Gönül isterdi ama her galerinin ille de ses getiren sergiler açması mümkün değil. Bakış açıları farklı galerilerin sanat ortamını zenginleştirdiğine de inanırım. Ancak hafta içinde karşılaştığım durum bununla izah edilir gibi değil.
Uluslararası Plastik Sanatlar Derneği yayınladığı bir bildiri ile Şirket-i Hayriye Sanat Galerisi’ni protesto ettiğini duyurdu.
Konu, galerinin sanatçıları grup sergisine davet eden metni.
Ülkü Cılızoğlu imzası ile gönderilen e-mail gerçekten evlere şenlik. Bakın UPSD davet metnini nasıl özetliyor:
“Denizcilik İşletmelerinin Kadıköy’de bulunan Şirket-i Hayriye Galerisi’nin 22 Mart 2011’de yaptığı ‘Sergi Katılım Daveti Rengarenk Karma Sergisi’ başlıklı sergi çağrısının metninde şu ibare kullanılmıştır:
‘SANATÇILAR SERBEST KONU NÜ DIŞNDA RESİMLERİ İLE KATILABİLİRLER’
Türkçe imla hataları eşliğinde gelen bu düşük cümle, anladığımız kadarıyla sanatçılara, onları bu grup sergisine davet ederken şu şartı getirmektedir: İstediğiniz konuyu serbestçe işleyebilirsiniz ancak nü-çıplak konular işleyen resimlerle bu sergiye katılamazsınız. Adına ‘serbest’ denen bir sergi çağrısında insan vücudunu gösterilmemesi gereken ayıp-günah-yasaklı konu olarak gören bir zihniyetin Türkiye’de ‘galericilik’ yapıyor olmasını kınıyoruz.”

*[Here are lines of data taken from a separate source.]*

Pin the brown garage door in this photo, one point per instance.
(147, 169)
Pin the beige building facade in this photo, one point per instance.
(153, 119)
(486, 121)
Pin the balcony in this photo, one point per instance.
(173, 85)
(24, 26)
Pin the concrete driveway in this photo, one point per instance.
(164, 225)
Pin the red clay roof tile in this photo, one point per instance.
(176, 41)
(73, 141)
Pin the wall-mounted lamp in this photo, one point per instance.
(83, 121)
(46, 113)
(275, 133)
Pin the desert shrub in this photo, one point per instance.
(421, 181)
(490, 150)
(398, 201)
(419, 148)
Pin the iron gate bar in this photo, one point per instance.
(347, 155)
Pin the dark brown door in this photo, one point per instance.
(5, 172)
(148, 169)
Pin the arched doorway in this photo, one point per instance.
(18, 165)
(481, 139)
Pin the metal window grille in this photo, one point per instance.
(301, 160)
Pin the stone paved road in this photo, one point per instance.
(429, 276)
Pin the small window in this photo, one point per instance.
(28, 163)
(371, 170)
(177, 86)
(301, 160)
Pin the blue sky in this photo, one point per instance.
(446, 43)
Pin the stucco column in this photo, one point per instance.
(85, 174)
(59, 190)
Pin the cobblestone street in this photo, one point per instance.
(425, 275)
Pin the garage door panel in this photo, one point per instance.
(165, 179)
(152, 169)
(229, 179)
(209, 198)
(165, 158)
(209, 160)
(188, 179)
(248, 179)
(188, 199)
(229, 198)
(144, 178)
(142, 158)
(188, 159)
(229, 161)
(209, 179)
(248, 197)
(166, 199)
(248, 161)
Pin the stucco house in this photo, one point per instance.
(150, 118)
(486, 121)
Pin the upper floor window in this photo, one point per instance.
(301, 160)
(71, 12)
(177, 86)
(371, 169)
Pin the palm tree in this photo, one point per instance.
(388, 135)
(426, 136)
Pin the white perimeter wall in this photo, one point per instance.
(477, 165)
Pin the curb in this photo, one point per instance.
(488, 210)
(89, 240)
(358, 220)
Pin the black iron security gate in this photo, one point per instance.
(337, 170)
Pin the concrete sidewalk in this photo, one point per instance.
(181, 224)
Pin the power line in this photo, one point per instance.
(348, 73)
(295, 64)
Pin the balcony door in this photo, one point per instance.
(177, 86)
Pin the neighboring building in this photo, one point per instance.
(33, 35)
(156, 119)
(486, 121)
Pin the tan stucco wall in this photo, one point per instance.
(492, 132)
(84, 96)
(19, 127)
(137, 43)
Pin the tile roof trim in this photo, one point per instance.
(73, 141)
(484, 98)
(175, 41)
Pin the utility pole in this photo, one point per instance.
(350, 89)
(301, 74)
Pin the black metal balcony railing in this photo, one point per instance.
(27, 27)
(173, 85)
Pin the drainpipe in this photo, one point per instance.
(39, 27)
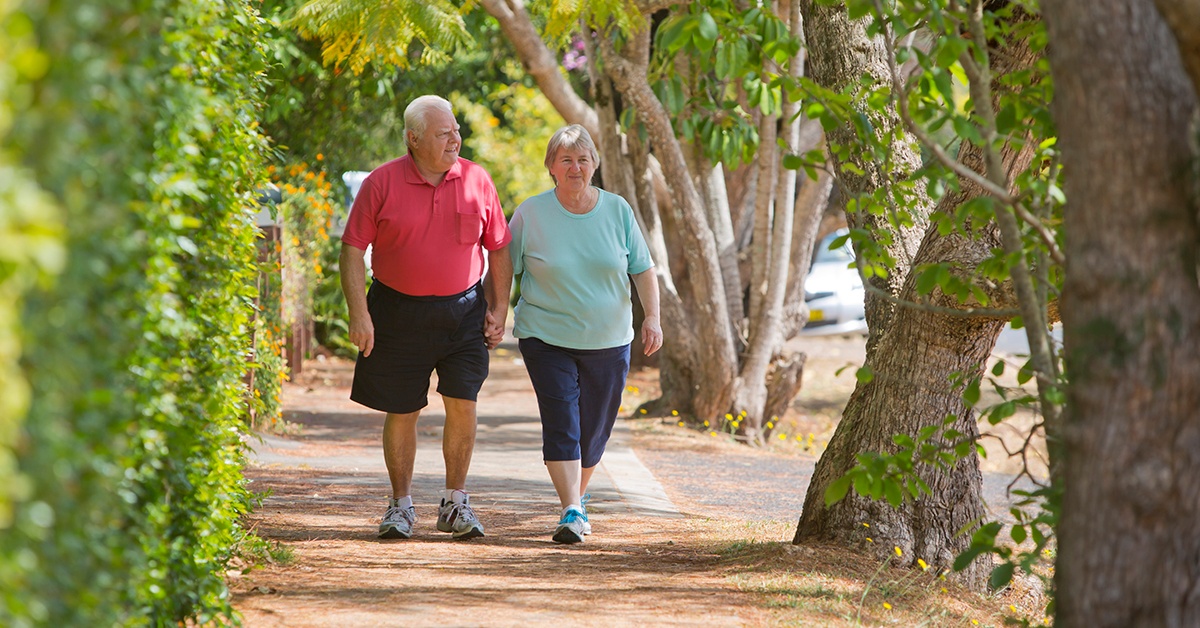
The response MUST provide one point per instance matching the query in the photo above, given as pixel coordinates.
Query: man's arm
(497, 288)
(354, 277)
(647, 285)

Dernek sadece durumu kınamakla kalmıyor üyelerini de galeriyi boykot etmeye çağırıyor.
Nerede bugün yönettiği galeride ‘nü’ resim sergilemekten imtina eden yöneticiler, nerede Gustave Courbet’ye yaklaşık 150 yıl önce ‘Dünyanın Kökeni’ni ısmarlayan Halil Şerif Paşa...
Dokunan yanıyor
Ahmet Şık’ın ‘İmamın Askerleri’ kitabını yazdığı için Ergenekon’dan gözaltına alınırken söylediği “Dokunan yanıyor” sözlerinin doğruluğu, İthaki Yayınevi’nin ve Radikal Gazetesi’nin basılmasından sonra kanıtlanmış oldu.
Bu durum bana neyi hatırlattı biliyor musunuz? Umberto Eco’nun ‘Gülün Adı’ romanındaki zehirli kitabı. Kuzey İtalya’da bir manastırdaki kütüphanede bulunan ve sayfaları çeviren, yani dokunan herkesin öldüğü kitabı.
Kitabın yazarını ve adını hatırlayan var mı?
Aristoteles’in Poetika’sı
değil mi...
Mantık ve bilgiyle
metafiziğin karşıtlığı üzerinden Hıristiyan tarikatların çarpışmasından kaynaklanıyordu bütün problem.